Coralie has recently discovered that there is nothing keeping her in bed. For a little over a year, that chick never got out of bed without our permission. A year! CORALIE! The same girl who pushes every limit of her independence didn't once question this limit. We couldn't believe what good parents we were.
Well, she started coming into our room on her own after waking from her afternoon nap. "No problem," we said, "it saves us a trip down the hall to her room to get her ourselves! We would have wanted her to do this anyway; we just hadn't thought of it yet."
(Don't mind our carpal tunnel from patting ourselves on the back. We hear that goes away with time.)
Then Coralie started coming into our room and climbing in bed with us upon waking in the morning. We said, "Again, no problem!

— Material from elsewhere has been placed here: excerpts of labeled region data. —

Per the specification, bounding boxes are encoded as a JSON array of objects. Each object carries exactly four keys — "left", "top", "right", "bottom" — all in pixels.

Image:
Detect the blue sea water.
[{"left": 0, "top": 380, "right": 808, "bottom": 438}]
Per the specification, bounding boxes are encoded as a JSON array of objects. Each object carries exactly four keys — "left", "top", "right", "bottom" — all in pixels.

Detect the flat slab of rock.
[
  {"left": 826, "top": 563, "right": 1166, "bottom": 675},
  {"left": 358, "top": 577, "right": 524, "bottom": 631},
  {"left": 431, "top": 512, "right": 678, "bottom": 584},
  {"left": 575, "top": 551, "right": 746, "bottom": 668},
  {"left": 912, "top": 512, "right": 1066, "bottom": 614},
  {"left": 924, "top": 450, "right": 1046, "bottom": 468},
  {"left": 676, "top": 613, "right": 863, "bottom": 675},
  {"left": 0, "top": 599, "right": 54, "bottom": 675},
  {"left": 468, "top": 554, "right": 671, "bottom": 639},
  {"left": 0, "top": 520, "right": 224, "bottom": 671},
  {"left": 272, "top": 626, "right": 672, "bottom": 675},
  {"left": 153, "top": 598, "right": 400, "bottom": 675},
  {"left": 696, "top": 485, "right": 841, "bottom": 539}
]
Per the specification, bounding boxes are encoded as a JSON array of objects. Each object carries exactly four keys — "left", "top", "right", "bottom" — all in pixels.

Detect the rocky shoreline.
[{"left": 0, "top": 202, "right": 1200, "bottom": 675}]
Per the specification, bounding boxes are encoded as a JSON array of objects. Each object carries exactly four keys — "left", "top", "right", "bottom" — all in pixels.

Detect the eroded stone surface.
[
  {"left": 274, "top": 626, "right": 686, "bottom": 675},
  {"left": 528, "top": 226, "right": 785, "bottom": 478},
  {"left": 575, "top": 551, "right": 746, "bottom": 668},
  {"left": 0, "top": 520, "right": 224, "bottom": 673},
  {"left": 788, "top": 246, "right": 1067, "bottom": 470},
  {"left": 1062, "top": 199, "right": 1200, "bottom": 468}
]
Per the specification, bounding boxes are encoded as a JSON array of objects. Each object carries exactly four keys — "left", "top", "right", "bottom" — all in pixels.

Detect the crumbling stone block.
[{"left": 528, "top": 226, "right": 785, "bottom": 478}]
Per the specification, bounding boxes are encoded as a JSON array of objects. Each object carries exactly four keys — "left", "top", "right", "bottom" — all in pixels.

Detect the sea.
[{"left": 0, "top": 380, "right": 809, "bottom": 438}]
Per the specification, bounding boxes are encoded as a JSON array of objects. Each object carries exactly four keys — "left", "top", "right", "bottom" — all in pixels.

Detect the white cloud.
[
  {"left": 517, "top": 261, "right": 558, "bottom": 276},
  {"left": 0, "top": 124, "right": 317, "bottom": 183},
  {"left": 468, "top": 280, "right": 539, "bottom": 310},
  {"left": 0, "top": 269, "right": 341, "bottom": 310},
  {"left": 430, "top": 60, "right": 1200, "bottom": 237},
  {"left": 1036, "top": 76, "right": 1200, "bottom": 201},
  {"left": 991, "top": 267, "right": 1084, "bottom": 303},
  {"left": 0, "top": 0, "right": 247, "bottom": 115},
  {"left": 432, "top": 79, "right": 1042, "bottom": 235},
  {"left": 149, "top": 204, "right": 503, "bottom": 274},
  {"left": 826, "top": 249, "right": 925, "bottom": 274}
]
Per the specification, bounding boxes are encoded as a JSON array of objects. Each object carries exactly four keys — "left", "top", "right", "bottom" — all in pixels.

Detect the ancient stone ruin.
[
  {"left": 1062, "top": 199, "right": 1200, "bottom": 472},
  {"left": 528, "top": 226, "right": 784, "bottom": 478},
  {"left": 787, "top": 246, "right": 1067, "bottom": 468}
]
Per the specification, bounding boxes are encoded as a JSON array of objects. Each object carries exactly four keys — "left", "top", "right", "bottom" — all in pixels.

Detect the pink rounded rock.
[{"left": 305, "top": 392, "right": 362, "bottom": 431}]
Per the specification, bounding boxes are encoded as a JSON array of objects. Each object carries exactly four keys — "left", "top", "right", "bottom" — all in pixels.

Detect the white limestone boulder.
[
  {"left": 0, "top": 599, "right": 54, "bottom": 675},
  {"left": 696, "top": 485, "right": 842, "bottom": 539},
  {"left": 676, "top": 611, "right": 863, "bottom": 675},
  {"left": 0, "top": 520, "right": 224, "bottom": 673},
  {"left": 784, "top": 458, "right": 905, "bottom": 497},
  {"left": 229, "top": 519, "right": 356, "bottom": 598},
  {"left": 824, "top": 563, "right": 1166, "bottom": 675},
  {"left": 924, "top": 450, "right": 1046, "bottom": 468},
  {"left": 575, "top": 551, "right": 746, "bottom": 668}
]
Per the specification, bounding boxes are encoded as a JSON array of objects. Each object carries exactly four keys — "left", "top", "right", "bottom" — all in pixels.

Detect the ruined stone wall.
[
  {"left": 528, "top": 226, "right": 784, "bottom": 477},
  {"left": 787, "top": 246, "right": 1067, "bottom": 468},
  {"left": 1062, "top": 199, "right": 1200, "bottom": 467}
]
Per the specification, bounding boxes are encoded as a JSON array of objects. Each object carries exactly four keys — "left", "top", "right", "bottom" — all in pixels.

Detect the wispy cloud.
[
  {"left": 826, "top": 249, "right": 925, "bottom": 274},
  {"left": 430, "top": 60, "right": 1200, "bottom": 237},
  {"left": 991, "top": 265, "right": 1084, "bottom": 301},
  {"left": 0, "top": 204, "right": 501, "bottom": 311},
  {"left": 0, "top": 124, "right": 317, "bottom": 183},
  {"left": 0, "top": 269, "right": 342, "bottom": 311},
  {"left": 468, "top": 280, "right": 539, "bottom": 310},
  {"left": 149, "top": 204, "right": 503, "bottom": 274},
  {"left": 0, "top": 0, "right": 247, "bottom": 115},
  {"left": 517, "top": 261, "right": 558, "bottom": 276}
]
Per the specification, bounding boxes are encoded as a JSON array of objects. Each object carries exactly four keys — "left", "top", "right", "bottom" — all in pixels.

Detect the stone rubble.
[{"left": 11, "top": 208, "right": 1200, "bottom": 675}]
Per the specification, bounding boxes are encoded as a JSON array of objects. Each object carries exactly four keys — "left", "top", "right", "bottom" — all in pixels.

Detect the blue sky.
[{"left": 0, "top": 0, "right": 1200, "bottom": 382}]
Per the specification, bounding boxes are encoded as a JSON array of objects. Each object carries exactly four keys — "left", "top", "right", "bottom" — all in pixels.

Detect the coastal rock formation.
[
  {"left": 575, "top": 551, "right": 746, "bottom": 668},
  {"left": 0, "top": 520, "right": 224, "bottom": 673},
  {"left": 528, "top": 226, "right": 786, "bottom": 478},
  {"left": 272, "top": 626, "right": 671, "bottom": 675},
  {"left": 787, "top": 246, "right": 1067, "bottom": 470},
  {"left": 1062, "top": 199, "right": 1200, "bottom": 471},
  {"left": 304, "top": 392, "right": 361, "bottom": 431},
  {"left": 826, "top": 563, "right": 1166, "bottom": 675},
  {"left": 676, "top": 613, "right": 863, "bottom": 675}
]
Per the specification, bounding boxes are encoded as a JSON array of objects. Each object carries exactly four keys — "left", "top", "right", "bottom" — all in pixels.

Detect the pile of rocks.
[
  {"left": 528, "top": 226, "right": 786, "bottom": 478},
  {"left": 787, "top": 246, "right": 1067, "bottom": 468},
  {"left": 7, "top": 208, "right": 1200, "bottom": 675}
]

This is actually working out swimmingly since we don't have to get out of bed until we're ready!" We tried not to notice as the morning wake times got earlier and earlier and the quiet in-bed snuggling virtually disappeared.

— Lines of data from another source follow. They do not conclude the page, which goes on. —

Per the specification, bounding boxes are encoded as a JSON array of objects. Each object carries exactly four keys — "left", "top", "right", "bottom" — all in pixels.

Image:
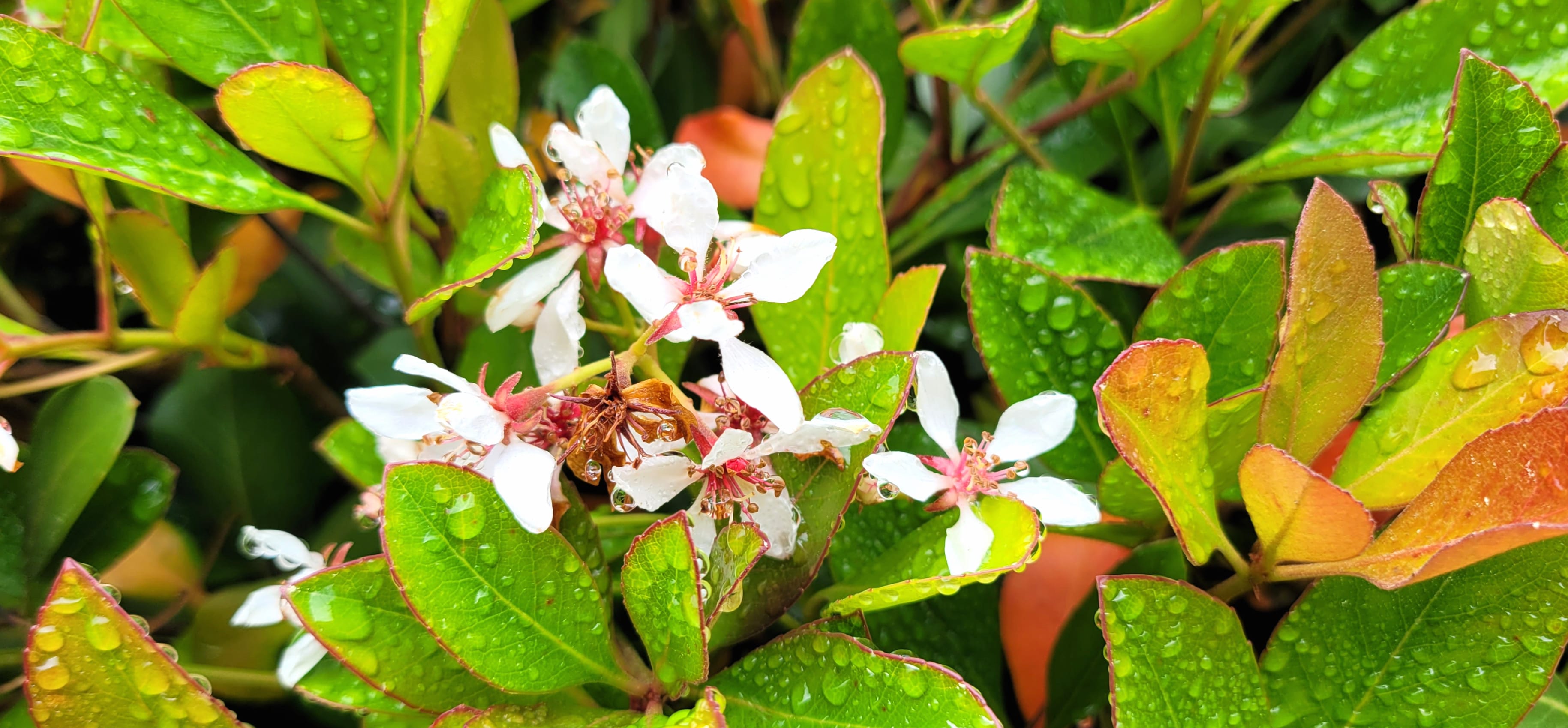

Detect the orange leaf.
[
  {"left": 1298, "top": 408, "right": 1568, "bottom": 588},
  {"left": 1259, "top": 180, "right": 1383, "bottom": 463},
  {"left": 1237, "top": 446, "right": 1373, "bottom": 566}
]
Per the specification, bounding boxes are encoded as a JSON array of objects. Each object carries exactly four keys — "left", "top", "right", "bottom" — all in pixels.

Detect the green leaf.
[
  {"left": 1132, "top": 240, "right": 1284, "bottom": 401},
  {"left": 174, "top": 248, "right": 240, "bottom": 347},
  {"left": 898, "top": 0, "right": 1035, "bottom": 90},
  {"left": 1262, "top": 538, "right": 1568, "bottom": 728},
  {"left": 991, "top": 165, "right": 1182, "bottom": 285},
  {"left": 823, "top": 496, "right": 1041, "bottom": 615},
  {"left": 218, "top": 63, "right": 376, "bottom": 195},
  {"left": 50, "top": 447, "right": 180, "bottom": 569},
  {"left": 24, "top": 559, "right": 240, "bottom": 728},
  {"left": 1099, "top": 576, "right": 1267, "bottom": 726},
  {"left": 1461, "top": 199, "right": 1568, "bottom": 322},
  {"left": 284, "top": 555, "right": 510, "bottom": 712},
  {"left": 710, "top": 353, "right": 914, "bottom": 647},
  {"left": 1334, "top": 311, "right": 1568, "bottom": 510},
  {"left": 114, "top": 0, "right": 326, "bottom": 86},
  {"left": 542, "top": 38, "right": 664, "bottom": 150},
  {"left": 1524, "top": 146, "right": 1568, "bottom": 245},
  {"left": 621, "top": 512, "right": 707, "bottom": 695},
  {"left": 12, "top": 377, "right": 136, "bottom": 576},
  {"left": 381, "top": 463, "right": 627, "bottom": 692},
  {"left": 1094, "top": 341, "right": 1234, "bottom": 565},
  {"left": 872, "top": 265, "right": 947, "bottom": 351},
  {"left": 1046, "top": 540, "right": 1179, "bottom": 728},
  {"left": 751, "top": 50, "right": 890, "bottom": 392},
  {"left": 403, "top": 166, "right": 546, "bottom": 323},
  {"left": 0, "top": 17, "right": 320, "bottom": 212},
  {"left": 1416, "top": 50, "right": 1559, "bottom": 264},
  {"left": 414, "top": 119, "right": 491, "bottom": 234},
  {"left": 103, "top": 210, "right": 196, "bottom": 327},
  {"left": 1226, "top": 0, "right": 1568, "bottom": 185},
  {"left": 1377, "top": 261, "right": 1467, "bottom": 389},
  {"left": 710, "top": 631, "right": 1000, "bottom": 728},
  {"left": 1051, "top": 0, "right": 1203, "bottom": 75},
  {"left": 789, "top": 0, "right": 908, "bottom": 149},
  {"left": 448, "top": 0, "right": 519, "bottom": 163},
  {"left": 966, "top": 249, "right": 1126, "bottom": 480},
  {"left": 315, "top": 417, "right": 386, "bottom": 488}
]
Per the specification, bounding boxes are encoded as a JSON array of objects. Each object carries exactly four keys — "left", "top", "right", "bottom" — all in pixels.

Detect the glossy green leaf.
[
  {"left": 1099, "top": 576, "right": 1268, "bottom": 726},
  {"left": 1044, "top": 540, "right": 1179, "bottom": 728},
  {"left": 381, "top": 463, "right": 626, "bottom": 692},
  {"left": 1094, "top": 341, "right": 1234, "bottom": 565},
  {"left": 872, "top": 265, "right": 947, "bottom": 351},
  {"left": 403, "top": 166, "right": 546, "bottom": 323},
  {"left": 448, "top": 0, "right": 519, "bottom": 163},
  {"left": 55, "top": 447, "right": 180, "bottom": 569},
  {"left": 1258, "top": 180, "right": 1383, "bottom": 463},
  {"left": 789, "top": 0, "right": 908, "bottom": 149},
  {"left": 1051, "top": 0, "right": 1203, "bottom": 75},
  {"left": 414, "top": 119, "right": 491, "bottom": 234},
  {"left": 1367, "top": 180, "right": 1416, "bottom": 261},
  {"left": 174, "top": 248, "right": 240, "bottom": 347},
  {"left": 712, "top": 631, "right": 1000, "bottom": 728},
  {"left": 991, "top": 166, "right": 1182, "bottom": 285},
  {"left": 823, "top": 497, "right": 1041, "bottom": 615},
  {"left": 1262, "top": 538, "right": 1568, "bottom": 728},
  {"left": 898, "top": 0, "right": 1035, "bottom": 90},
  {"left": 751, "top": 51, "right": 890, "bottom": 386},
  {"left": 218, "top": 63, "right": 376, "bottom": 190},
  {"left": 1334, "top": 311, "right": 1568, "bottom": 508},
  {"left": 315, "top": 417, "right": 386, "bottom": 488},
  {"left": 1377, "top": 261, "right": 1461, "bottom": 389},
  {"left": 0, "top": 17, "right": 318, "bottom": 212},
  {"left": 1416, "top": 52, "right": 1559, "bottom": 264},
  {"left": 710, "top": 353, "right": 914, "bottom": 647},
  {"left": 24, "top": 559, "right": 240, "bottom": 728},
  {"left": 1132, "top": 240, "right": 1284, "bottom": 401},
  {"left": 11, "top": 377, "right": 136, "bottom": 576},
  {"left": 1461, "top": 199, "right": 1568, "bottom": 322},
  {"left": 1226, "top": 0, "right": 1568, "bottom": 185},
  {"left": 621, "top": 512, "right": 707, "bottom": 695},
  {"left": 1524, "top": 146, "right": 1568, "bottom": 245},
  {"left": 284, "top": 555, "right": 520, "bottom": 712},
  {"left": 114, "top": 0, "right": 326, "bottom": 86},
  {"left": 103, "top": 210, "right": 196, "bottom": 327},
  {"left": 966, "top": 249, "right": 1126, "bottom": 480}
]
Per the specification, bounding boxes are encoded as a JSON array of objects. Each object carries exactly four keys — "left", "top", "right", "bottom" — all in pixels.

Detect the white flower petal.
[
  {"left": 484, "top": 441, "right": 557, "bottom": 533},
  {"left": 723, "top": 229, "right": 839, "bottom": 303},
  {"left": 944, "top": 503, "right": 996, "bottom": 576},
  {"left": 676, "top": 298, "right": 746, "bottom": 341},
  {"left": 985, "top": 392, "right": 1077, "bottom": 463},
  {"left": 861, "top": 450, "right": 953, "bottom": 500},
  {"left": 997, "top": 477, "right": 1099, "bottom": 526},
  {"left": 604, "top": 245, "right": 681, "bottom": 322},
  {"left": 718, "top": 339, "right": 806, "bottom": 431},
  {"left": 484, "top": 243, "right": 583, "bottom": 331},
  {"left": 392, "top": 355, "right": 480, "bottom": 394},
  {"left": 701, "top": 430, "right": 751, "bottom": 469},
  {"left": 577, "top": 83, "right": 632, "bottom": 174},
  {"left": 436, "top": 392, "right": 510, "bottom": 446},
  {"left": 277, "top": 632, "right": 326, "bottom": 690},
  {"left": 343, "top": 384, "right": 441, "bottom": 439},
  {"left": 529, "top": 270, "right": 588, "bottom": 381},
  {"left": 229, "top": 584, "right": 284, "bottom": 628},
  {"left": 610, "top": 455, "right": 701, "bottom": 510},
  {"left": 914, "top": 351, "right": 958, "bottom": 458},
  {"left": 751, "top": 493, "right": 800, "bottom": 560}
]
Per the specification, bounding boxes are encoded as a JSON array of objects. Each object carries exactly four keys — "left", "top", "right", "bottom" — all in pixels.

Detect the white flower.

This morning, for example, she shuffled in, blue sock in hand, and climbed up in bed with me. She then commenced playing some sort of kicking and pushing game with her feet and my knees. When that didn't rouse me, she turned her sweet morning breath on me and tried to engage me in conversation. "What's Daddy doing?" (I didn't respond.) A few minutes later: "Is Daddy sleeping, Mommy?" (Nothing.) Then: "Daddy's your husband." (Nothing, though I was fighting a grin.) Finally: "Mommy, can I have some fruit leather?"
"Ok, sweetie, let's get up and get you some fruit leather."
Well, this popping out of bed has started happening in the evenings. I don't know if she isn't tired enough to sleep when we put her down or what, but I swear that kid hops out of bed half a dozen times before finally settling in for the night. Each time, we tell her to get back in bed. We even resort to our Stern, Furrowed-Brow Look and mutely put her back in bed ourselves. But then we giggle to each other about how cute she is and how much she just wants to be with us instead of in bed.
She's being disobedient, I know, but it's sweet. She loves us and wants to be with us. I love that.
I want to think that the Father feels this same way sometimes. That He sees our good even when we disobey and that He understands our conflicts in obeying.
I love hearing Coralie's footsteps in the evening. I want her to obey me, but I find such satisfaction in knowing she loves us and wants to be with us. Maybe that's her sacrifice instead of obedience. But I never once stop loving her through it. And I don't think God stops loving us either.